Усанков смотрел то на портрет, то на Ильина - те же вздернутые губы, тот же нос, пытался вспомнить, каким был Ильин лет двадцать назад, двадцать с лишним, когда они познакомились. Они сидели в номере у Тимофеева, шикарный был номер-люкс с тиснеными обоями, они трепались, пели песни, а Ильин распевал частушки срамные, а кроме того, они ругали Клячко... Бог ты мой, уже тогда был Клячко! Министры сменились трижды, Тимофеева похоронили, а Клячко сносу нет.
- Ничего общего, - ожесточенно сказал Усанков. - Не похож, не та порода. Какой из тебя гусар!
- Нет, ты сравни.
- Сравниваю. У тебя брюшко, у тебя плешь, сутулый, куда вы, папаша, лезете? А в те годы ты совсем был тюха-матюха. Это теперь поднабрался номенклатуры.
- Врешь ты все, - сказал Ильин. - А как по-вашему, Альберт Анисимович?
- Смотря какое сходство вы ищете, - помолчав, неохотно ответил старик. - Все люди, да всяк человек сам по себе.
- Вы, папаша, напрасно эту тему раздуваете, - сказал Усанков угрожающе. - С какой целью?
Альберт Анисимович слушал его, склонив голову, изображая робость и послушание, однако глазки его посматривали из-под бровей с насмешливым интересом.
- Ищет человек, спрашивает, вот я и осмелился дорогу показать. Хотя и предупреждал.
- Куда показываете? Куда? Да и почему берете на себя? Какой из вас указчик? - уже совсем грубо одернул его Усанков.
Тогда старик отступил в сторону, галантно махнул рукой, поклонился, как бы уступая путь.
- Не могу перечить вам, тем более вы лицезрели поручика самолично...
- ...Допустим, нарушали законы, - вдруг заговорил Ильин, - продолжая всматриваться в портрет. - Подлейшим образом проникли, враньем, обманом и прикончили. Все на лжи было. Позор. Согласен. Возникает другой вопрос: почему на Сталина ни одного покушения не было? Никого не нашлось. С собой кончали от ужаса, от стыда. Стрелялись. От страха.
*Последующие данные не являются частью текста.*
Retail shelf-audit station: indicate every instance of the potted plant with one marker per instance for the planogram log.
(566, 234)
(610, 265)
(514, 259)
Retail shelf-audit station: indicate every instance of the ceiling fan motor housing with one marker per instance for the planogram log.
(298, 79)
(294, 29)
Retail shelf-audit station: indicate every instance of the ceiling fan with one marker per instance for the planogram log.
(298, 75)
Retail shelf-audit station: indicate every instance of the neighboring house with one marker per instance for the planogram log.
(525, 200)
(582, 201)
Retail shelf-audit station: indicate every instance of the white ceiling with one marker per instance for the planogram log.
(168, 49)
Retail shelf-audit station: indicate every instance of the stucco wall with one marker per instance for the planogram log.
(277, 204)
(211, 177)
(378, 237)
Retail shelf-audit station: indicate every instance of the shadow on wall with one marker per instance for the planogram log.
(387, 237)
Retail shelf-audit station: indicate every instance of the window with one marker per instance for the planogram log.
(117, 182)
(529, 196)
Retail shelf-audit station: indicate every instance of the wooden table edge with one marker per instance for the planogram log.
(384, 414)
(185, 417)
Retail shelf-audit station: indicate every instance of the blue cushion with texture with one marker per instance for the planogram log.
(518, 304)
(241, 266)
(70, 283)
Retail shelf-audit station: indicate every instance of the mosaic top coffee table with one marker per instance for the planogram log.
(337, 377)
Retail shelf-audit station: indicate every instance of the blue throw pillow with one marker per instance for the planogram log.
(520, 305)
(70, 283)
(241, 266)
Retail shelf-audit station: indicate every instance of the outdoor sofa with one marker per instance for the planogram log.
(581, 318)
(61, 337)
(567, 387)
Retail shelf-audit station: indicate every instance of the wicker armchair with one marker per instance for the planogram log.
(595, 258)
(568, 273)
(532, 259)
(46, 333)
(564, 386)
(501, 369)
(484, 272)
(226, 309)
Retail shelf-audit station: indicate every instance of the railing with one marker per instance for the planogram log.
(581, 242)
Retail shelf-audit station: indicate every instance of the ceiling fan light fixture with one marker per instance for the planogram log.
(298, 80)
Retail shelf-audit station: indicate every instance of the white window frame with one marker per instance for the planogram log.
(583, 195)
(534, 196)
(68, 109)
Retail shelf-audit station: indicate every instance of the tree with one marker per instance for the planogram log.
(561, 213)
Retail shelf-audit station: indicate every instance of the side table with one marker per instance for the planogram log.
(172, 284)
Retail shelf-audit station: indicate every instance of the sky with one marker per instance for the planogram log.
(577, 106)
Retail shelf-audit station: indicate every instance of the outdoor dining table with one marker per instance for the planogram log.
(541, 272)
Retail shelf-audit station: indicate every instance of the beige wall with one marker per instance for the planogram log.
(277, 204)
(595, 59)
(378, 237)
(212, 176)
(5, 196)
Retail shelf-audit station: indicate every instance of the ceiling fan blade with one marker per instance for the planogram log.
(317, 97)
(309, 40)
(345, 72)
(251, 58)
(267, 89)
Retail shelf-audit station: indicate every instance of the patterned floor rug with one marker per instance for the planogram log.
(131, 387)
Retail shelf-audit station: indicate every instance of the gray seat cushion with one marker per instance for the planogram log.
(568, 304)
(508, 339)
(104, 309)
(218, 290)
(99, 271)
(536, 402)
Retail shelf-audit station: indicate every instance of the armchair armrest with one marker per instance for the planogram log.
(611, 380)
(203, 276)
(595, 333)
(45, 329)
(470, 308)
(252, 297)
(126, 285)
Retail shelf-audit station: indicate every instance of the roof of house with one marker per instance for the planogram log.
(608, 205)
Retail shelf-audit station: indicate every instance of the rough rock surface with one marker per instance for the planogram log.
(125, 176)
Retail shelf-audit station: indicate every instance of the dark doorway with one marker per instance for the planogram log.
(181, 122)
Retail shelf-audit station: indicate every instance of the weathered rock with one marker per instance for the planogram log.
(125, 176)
А на диктатора руку не осмеливались поднять. На царя, помазанника божьего не побоялись. Правда, скопом навалились. И то стыдно, и это опасно, - он говорил негромко, словно бы сам с собой. - Что ж это - ни одной души отчаянной, чтобы восстать...
- Дошло! Добралось! - воскликнул Альберт Анисимович. - Правильно.